Speaking religiously, the Canaanites bowed down to demons, and so it is no doubt with a certain sense of irony that Jesus hears the Canaanite woman crying for help, because her daughter is, “vexed with a demon.” There is the old expression, ‘live by the sword, die by the sword.” And so, Christ’s initial silence, which seems hard-hearted, is really quite natural; in a literal sense, there is at first nothing to say. The two worlds, at best, have only silence between them, and what is more, the woman’s claim is nearly absurd. Jesus’ silence allows the weight of the moment to settle in, that things are coming to a strange place. It will require a special sort of perseverance if any good outcome is to be reached.

And for the love of her daughter, the woman does persevere. She persists in her prayer until the disciples are fed up, and until finally she moves Christ to speak—but by way of rejecting her claim—’I am sent to the lost sheep of Israel’, which is to say, those who know Yahweh as Lord, and also their need of Him. She has no place. Yet she also has need.

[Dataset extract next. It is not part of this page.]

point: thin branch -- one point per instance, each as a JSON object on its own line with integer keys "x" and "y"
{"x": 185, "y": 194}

There is no simpler prayer than, ‘help.’ But there is hardly a more complex answer than Christ’s reply: ‘it would be wrong to throw your child’s supper to the puppy under the table’. And here is the point for us: the line is shocking—and it is shocking—so long as we prefer to hold onto our private worldly sensibilities, rather than be led into the kingdom of God. If we would be changed by the mercies of God, we must be prepared to give up our earthly false-modesties.

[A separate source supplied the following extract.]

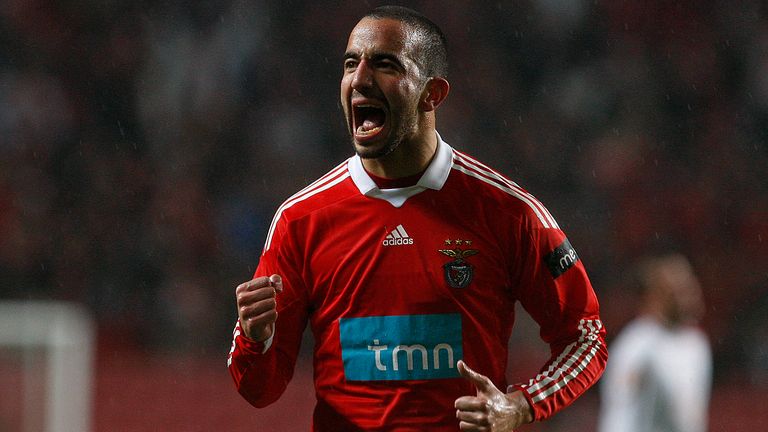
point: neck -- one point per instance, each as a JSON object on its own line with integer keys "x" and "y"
{"x": 409, "y": 158}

Jesus isn’t merely calling the woman a dog; He is showing how there is a story to which He belongs, as a parent belongs to a child, and that story has an absolute priority. Even if Israel is unfaithful, God continues faithful. That is the story. He comes, first of all, as their Messiah, just as He promised. His mercy and healing belong to that world. She has no historical grounds to ask His aid. But: if she is willing to accept His terms, the unique terms of God’s purpose working out His goodness in time, there is a way, there is an eternal ground from which her claim can proceed. It is a way that is even more fundamental than the history of Israel, because it is what the history of Israel issues from and rests upon—the way of faith. “When God called, Abraham obeyed—by faith.” (Heb. 11:8). ‘Yes Lord’, she confesses, ‘you story is true, and I will receive it, sacrificing my own story in the process.’ But, that also means, in that faith, her prayer becomes real—’the little dogs may yet eat the crumbs’. And as we feel His hard words, the hard truth of the law, in the beginning, so we ought to feel His joy, here in the end, in His mercy: ‘for He desires not the death of a sinner, but rather that he may turn from his wickedness and live.’ (BCP, absolution at Morning Prayer)

And so are we to understand our Lenten way: it is the way of turning from godless earthly interests—fornication and falsehood, fears and fantasies, in order to be converted to the way, the strange, heavenly-minded way, of faith, devoted to one thing: the word of Lord. “For this is the will of God, even your sanctification.”